What could be simpler?
(the obvious answer here is “waiting for someone who actually knows what they are doing to come show you how to do it”).
I started with steps 1 and 2. I would like to state here an now that I am NOT a messy person. Really.
But despite my perception to the contrary, I found a thick layer of spongy dust (no, it was NOT mold) in the corners, a streak of steak marinade in one of the drawers, and a small, ancient mass that seemed to be made up of 2 M&Ms, a pencil eraser and a lego. That thing may or may not have shown signs of sentience.
Having cleaned to a level that would make my mother in law, not to mention a HazMat team, proud I was ready for steps 3-5, and ran into the first snag:
We don’t own a teapot.
I know, I know, “how can any human in the world NOT own a teapot?!?” The answer is that Pandora and I have loved our instant hot from the moment we discovered it almost 20 years ago, and have installed one in every place we’ve lived. Teapots are a thing of the (distant) past.

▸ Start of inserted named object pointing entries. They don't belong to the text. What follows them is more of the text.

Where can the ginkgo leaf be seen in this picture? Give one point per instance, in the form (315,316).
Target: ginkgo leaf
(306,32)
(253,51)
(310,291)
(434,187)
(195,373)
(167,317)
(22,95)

BUT (to borrow a phrase from those ginsu commercials), “that doesn’t work to kasher your countertops.”
Instead I boiled a big pot of water, and planned to ladle it out with a smaller pot.
You know the difference between a teapot and a pot of boiling water? Teapots have had thousands of years of design refinements to easily, safely and conveniently pour hot boiling water out into cups, pitchers and even counter tops. Octogenarian grandmothers can use teapots without risk to life or limb. 2 quart saucepans? Not so much.
Here are a few other pointers I picked up in this process:
- When you are pouring boiling water with your right hand you may want to think about whether it is really smart to stop the tidal wave cascading over the edge with nothing but your your left hand and sheet of Bounty paper towels
- Water pouring across countertops is very likely to start dripping down the front and into the drawers and cabinets below them. Smart people drape the front of those cabinets with rags or a sheet. Or else you, like I, will spend a quiet (if sullen) hour or so afterward with towels and a hairdryer, trying to salvage what has been soaked.
- Water always seeks the lowest level. Once the pouring water has thoroughly soaked the drawers and cabinets, it will then start to drip, seep and drain onto the floor.
- Even if it’s not boiling by the time the water gets to the floor level, it will still hot enough that you should probably wear more than socks to protect your feet.
In the end, I would have to set the score at:
Kashering Gremlins – 1
Team GoingKosher – 0
For the moment, I’m going take a few days applying bandages and aloe to my burns, and make another attempt in a few days.